Per il delicato momento che vive il nostro Paese avremmo bisogno di robusti investimenti stranieri e di questa necessità sono convinte non solo le autorità centrali di Roma ma gli attori sociali e persino i protagonisti della vita di tutti i giorni. Gli operai della Fac di Savona si rivolgono al sito www.vendereaicinesi.it per cercare un compratore della loro fabbrica di ceramiche ormai fallita, alla Acc di Belluno si contano i giorni in attesa di un accordo che veda arrivare gli asiatici e salvare così un migliaio di posti di lavoro dell’indotto dell’elettrodomestico nel territorio a cavallo tra Veneto e Friuli Venezia Giulia. Persino nel calcio i tifosi aspettano che un tycoon cinese entri del capitale della loro amatissima squadra di calcio, la Roma, sostituendo l’Unicredit, una delle due grandi banche italiane. Per l’Alitalia idem: in tanti hanno sperato invano in un interessamento dell’Air China quantomeno per mettere i cinesi in competizione con i nostri cugini dell’Air France e strappare migliori condizioni nella distribuzione dei compiti e delle rotte. Non è finita: stiamo organizzando l’Expo 2015 e contiamo da qui a quella data di intercettare quote crescenti di turisti cinesi che visitino il nostro Paese e possibilmente si innamorino dei nostri prodotti e del nostro lifestyle. Per farla breve, dopo cinque anni di crisi abbiamo ormai maturato l’idea che per uscire dalla recessione ci servono nuovi schemi e nuovi interlocutori e spesso speriamo di trovarli nei nipotini di Deng.
Purtroppo però mentre nel favorire l’afflusso di capitali cinesi in Italia facciamo passi in avanti tutto sommato modesti, e temiamo che gli asiatici trovino più attrattivi i nostri partner europei, tragedie come quella di Prato ci ricordano brutalmente che i cinesi nell’economia italiana ci sono già e che la convivenza va tutt’altro che bene. La storia della Chinatown in riva al Bisenzio è rimasta per troppo tempo sotto traccia, sono stati compiuti errori macroscopici dalle amministrazioni locali e dalle autorità nazionali quando si sono chiusi tutte e due gli occhi mentre nasceva un distretto parallelo del tessile-abbigliamento, un agglomerato industriale che ha via via fatto dell’illegalità il modello di business vincente. Sia chiaro, il declino di Prato e della sua straordinaria storia di imprenditoria dei tessuti non è avvenuto per esclusiva colpa dei cinesi (i nuovi arrivati si sono posizionati con il loro «pronto moda» a valle delle manifatture locali) ma è nato comunque qualcosa di storto. Abbiamo permesso che nel cuore della civilissima Toscana in centinaia di laboratori clandestini imprenditori cinesi senza scrupolo obbligassero i loro connazionali più deboli e ricattabili a lavorare come schiavi. A dormire accanto alle macchine da cucire, ad allattare i bambini rubando il tempo alla produzione. Grazie a questo tipo di sfruttamento il distretto cinese di Prato si è rivelato negli anni una straordinaria macchina da soldi che ha venduto sui mercati di mezza Europa quantità incredibili di un made in Italy griffato di lavoro illegale, intimidazione ed evasione fiscale.
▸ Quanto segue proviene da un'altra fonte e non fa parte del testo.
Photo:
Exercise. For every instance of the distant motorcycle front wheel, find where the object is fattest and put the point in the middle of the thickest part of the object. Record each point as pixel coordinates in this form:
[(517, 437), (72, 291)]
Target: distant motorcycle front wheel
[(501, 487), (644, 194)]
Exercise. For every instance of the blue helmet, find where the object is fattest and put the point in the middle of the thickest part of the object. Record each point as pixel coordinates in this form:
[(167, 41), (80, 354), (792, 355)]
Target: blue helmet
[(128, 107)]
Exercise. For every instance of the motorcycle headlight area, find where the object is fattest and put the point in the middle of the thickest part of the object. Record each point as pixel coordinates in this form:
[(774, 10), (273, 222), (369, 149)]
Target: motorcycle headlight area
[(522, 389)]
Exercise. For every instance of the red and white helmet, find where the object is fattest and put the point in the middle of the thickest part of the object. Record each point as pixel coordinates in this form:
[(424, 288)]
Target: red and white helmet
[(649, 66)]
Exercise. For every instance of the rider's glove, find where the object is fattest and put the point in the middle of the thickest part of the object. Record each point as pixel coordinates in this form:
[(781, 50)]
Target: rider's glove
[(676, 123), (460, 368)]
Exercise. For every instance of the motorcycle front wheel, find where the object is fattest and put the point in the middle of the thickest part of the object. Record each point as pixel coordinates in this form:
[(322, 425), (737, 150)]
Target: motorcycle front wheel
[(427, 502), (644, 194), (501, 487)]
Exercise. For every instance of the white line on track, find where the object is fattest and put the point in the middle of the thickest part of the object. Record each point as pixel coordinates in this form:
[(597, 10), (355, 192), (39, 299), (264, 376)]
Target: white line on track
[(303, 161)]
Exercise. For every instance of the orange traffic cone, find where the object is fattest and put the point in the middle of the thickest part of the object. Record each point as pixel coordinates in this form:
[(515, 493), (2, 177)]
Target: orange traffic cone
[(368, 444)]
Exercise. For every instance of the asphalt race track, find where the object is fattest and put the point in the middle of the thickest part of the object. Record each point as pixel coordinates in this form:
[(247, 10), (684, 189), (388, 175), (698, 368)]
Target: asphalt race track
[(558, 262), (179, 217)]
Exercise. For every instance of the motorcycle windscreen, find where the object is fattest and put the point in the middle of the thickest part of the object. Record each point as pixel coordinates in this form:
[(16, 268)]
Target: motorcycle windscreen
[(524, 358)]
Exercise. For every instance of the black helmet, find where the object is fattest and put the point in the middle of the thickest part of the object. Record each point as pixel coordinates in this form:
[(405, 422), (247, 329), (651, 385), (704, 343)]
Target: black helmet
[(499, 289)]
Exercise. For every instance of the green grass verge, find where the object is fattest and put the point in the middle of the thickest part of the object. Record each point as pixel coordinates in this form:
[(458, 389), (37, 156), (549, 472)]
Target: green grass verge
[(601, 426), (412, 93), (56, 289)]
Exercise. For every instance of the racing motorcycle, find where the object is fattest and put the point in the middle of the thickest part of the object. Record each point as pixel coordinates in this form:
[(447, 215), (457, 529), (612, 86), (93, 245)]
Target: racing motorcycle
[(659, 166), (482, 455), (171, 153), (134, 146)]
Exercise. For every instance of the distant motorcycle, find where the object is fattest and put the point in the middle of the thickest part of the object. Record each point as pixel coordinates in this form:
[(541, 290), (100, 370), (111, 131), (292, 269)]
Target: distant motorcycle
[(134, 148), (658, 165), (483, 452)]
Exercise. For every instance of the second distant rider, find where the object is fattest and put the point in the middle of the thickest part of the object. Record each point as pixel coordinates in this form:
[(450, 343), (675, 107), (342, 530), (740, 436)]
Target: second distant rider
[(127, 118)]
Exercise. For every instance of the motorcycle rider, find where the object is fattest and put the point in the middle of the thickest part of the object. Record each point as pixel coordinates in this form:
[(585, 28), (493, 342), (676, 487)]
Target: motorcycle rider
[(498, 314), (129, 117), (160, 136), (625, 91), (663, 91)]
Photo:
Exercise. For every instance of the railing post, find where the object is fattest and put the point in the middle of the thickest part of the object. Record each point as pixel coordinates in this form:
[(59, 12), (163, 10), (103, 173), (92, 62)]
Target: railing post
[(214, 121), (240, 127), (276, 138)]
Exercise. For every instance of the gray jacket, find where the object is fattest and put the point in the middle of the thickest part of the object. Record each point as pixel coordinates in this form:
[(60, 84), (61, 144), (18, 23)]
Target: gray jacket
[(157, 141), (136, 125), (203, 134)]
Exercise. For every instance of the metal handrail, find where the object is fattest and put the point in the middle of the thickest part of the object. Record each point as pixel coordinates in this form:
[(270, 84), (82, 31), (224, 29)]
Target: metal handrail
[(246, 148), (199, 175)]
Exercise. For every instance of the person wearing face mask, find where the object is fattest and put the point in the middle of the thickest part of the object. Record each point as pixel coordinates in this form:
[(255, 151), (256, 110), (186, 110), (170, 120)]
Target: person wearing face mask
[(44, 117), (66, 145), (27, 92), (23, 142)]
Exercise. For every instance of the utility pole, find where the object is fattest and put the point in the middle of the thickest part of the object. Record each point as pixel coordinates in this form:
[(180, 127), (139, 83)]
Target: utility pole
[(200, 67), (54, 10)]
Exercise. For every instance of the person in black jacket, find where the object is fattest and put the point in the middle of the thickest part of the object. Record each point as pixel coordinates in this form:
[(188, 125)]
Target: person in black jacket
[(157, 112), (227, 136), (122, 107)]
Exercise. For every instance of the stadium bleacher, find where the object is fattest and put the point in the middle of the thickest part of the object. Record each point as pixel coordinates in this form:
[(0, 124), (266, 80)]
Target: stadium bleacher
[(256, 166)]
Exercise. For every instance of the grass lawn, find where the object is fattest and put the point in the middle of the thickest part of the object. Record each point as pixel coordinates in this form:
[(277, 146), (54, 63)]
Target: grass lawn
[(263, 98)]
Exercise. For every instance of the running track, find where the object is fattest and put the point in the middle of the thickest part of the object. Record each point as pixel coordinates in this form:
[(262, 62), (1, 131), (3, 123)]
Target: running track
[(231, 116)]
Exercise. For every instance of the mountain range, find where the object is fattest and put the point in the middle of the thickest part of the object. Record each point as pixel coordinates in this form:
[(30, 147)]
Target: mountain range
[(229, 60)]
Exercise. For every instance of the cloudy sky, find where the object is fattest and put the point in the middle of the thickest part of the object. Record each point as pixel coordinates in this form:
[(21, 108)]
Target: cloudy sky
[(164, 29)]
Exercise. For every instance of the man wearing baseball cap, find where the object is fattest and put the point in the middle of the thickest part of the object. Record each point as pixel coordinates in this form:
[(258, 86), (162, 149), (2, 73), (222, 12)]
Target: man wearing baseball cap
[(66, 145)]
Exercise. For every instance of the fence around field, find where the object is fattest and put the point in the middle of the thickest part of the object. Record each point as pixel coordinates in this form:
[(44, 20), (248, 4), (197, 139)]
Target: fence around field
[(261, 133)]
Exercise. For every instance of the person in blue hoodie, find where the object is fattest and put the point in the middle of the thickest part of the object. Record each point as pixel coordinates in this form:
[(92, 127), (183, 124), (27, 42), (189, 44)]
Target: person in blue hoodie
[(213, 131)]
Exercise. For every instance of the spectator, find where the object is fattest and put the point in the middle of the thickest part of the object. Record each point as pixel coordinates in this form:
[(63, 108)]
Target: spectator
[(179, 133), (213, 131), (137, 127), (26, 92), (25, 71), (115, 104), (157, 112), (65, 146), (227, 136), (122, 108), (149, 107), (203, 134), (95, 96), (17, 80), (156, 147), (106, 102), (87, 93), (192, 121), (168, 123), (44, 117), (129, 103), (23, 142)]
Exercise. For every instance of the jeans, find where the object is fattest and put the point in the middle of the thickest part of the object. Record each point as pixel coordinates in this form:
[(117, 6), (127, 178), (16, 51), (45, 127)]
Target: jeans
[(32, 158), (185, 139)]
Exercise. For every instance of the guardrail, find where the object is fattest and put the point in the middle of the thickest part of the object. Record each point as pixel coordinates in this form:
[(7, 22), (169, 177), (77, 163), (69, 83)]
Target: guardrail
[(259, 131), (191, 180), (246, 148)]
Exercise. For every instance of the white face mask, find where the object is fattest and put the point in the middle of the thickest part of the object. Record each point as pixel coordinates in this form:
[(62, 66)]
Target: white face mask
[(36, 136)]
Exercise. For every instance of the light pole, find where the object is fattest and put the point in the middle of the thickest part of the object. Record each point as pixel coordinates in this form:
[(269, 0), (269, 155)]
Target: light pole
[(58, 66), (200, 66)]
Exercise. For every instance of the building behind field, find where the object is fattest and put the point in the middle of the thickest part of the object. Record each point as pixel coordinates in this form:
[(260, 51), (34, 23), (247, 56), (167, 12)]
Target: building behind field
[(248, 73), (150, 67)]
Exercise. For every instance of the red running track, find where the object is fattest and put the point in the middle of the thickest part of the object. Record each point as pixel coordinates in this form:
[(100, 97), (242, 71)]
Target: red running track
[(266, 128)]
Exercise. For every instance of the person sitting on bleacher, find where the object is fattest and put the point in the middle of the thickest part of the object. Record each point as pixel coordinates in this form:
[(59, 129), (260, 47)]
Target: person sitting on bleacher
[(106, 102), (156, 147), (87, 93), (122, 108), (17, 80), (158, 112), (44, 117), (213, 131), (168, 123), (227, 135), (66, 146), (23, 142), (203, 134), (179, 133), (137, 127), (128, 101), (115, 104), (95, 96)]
Se è questa la storia che c’è dietro il rogo di Prato è necessario chiedersi cosa fare, come conciliare la convivenza con le comunità cinesi con il pieno rispetto della nostra civiltà e dei diritti elementari del lavoro. Non possiamo tollerare zone franche ma in parallelo dobbiamo essere capaci di costruire un dialogo che veda protagoniste le autorità dei due Paesi e passi, però, anche dentro la società civile. I sindacati italiani dovranno ricordarsi che esiste l’anomalia Prato, che i lavoratori cinesi hanno gli stessi diritti dei nostri e che il Primo Maggio dovrà essere anche un po’ giallo per esser vero. Un grande contributo potrà poi venire dalle seconde generazioni: i ragazzi cinesi che vivono a Prato, a Bologna, a Milano e in tante altre nostre città possono rappresentare la leva di un cambiamento. Leggendo quanto scrivono sul sito di Associna, l’appello ai genitori perché consentano loro di «amare l’Italia», di rispettare la nostra civiltà, qualche speranza c’è.